Paulicianismo

Por las misma fechas, y en el área de la jerarquía bizantina, cobró fuerza un movimiento herético que caló entre los miembros de la pequeña iglesia armenia. Por desgracia, no es mucho lo que se sabe sobre esta heterodoxia, y lo poco que conocemos nos ha llegado por fuentes sospechosas, precisamente por aquellas que la condenaron, de modo que las acusaciones que pesan contra los paulicianos están en entredicho a falta de mayor información que proporcione un contraste más objetivo.
El paulicianismo vendría a ser una doctrina de corte cristiano con influencias paganas, gnósticas, maniqueas e islamistas. Tal mezcla se deriva de la adoración, dentro de la misma doctrina, a Cristo pero también a Zoroastro; de la existencia de los dos principios del Bien y del Mal; del culto a la adoración al sol; de rituales que negaban la sepultura a los muertos; y de la prohibición al culto de las imágenes.
Otra teoría relacionada con el paulicianismo vincula este movimiento con unas supuestas, e indemostrables, predicaciones de Pablo de Samosata, quien fuera obispo de Antioquía, sobre la única naturaleza humana de Cristo.

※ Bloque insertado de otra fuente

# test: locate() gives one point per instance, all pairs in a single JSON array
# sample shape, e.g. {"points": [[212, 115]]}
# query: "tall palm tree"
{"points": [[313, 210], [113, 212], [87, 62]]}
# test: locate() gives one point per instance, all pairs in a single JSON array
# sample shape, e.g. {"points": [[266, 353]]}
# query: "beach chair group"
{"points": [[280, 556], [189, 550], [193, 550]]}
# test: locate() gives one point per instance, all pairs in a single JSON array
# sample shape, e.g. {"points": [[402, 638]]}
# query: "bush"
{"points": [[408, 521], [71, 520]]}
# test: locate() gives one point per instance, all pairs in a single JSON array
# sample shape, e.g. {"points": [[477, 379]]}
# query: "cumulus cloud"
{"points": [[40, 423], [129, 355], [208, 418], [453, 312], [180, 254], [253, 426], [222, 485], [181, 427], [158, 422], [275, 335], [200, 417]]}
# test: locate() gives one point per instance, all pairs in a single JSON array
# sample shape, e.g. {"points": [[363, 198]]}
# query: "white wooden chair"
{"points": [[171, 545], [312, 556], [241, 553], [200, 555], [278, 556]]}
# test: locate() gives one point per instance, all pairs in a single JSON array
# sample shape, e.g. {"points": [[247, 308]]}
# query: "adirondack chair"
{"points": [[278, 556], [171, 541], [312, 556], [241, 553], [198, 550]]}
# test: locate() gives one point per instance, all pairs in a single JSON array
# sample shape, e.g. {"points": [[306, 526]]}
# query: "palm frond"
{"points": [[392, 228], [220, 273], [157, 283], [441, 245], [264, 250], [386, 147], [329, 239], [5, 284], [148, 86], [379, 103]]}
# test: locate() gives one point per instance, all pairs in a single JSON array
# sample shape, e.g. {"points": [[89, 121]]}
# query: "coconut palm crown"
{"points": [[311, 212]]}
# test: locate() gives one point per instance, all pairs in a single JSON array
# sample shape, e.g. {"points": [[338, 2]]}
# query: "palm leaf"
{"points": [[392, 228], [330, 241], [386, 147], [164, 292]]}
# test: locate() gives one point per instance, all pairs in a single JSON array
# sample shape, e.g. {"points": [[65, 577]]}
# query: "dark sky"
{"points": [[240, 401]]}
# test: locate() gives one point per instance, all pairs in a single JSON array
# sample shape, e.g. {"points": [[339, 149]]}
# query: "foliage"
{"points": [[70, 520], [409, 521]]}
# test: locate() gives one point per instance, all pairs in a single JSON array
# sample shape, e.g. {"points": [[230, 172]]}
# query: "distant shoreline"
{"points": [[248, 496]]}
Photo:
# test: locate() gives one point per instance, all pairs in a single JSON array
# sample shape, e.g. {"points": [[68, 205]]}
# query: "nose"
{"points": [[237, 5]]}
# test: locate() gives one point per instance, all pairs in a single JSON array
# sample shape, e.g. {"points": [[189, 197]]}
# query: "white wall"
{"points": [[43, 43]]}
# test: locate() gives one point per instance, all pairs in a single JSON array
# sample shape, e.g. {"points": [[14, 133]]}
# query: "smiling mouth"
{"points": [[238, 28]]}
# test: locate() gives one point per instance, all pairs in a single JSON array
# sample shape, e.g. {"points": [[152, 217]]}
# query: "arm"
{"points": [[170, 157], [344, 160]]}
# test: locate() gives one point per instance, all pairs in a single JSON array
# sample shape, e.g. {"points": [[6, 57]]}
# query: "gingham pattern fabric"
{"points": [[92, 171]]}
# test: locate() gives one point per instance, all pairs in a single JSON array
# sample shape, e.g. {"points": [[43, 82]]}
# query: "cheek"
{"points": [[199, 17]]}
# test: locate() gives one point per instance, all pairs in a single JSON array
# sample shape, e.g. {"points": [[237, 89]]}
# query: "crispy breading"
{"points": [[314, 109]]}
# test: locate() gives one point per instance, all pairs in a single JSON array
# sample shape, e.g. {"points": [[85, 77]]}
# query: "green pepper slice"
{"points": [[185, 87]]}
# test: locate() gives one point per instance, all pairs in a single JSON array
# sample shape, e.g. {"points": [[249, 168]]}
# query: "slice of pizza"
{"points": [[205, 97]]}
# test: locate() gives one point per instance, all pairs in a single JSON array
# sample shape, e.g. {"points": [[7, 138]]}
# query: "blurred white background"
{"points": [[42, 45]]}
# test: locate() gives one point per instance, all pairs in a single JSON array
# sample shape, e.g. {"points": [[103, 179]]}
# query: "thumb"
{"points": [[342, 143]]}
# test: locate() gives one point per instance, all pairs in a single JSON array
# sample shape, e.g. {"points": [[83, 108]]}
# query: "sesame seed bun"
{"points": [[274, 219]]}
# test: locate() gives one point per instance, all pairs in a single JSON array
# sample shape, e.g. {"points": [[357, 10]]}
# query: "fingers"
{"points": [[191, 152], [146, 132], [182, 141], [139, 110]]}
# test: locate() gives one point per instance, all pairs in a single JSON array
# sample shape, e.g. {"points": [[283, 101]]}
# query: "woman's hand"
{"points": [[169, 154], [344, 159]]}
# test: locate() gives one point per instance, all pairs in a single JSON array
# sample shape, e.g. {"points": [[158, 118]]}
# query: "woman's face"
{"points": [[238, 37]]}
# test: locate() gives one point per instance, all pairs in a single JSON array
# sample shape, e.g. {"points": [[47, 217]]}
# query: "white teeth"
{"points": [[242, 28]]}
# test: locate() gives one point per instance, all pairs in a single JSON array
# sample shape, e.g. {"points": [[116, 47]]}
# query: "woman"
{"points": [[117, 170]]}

Sea como fuere, el paulicianismo cobró bastante fuerza en el siglo VIII, hasta convertirse en un serio problema para el Imperio bizantino, que luchó denodadamente contra la herejía hasta lograr expulsarla de sus territorios hacia los Balcanes, donde se cree que entraron en contacto con otros grupos hasta derivar en la herejía de los bogomilos, herejes vinculados a los famosos cataros, de los que tendremos ocasión de hablar más adelante, y con más detalle, al tratar el tema de las grandes herejías.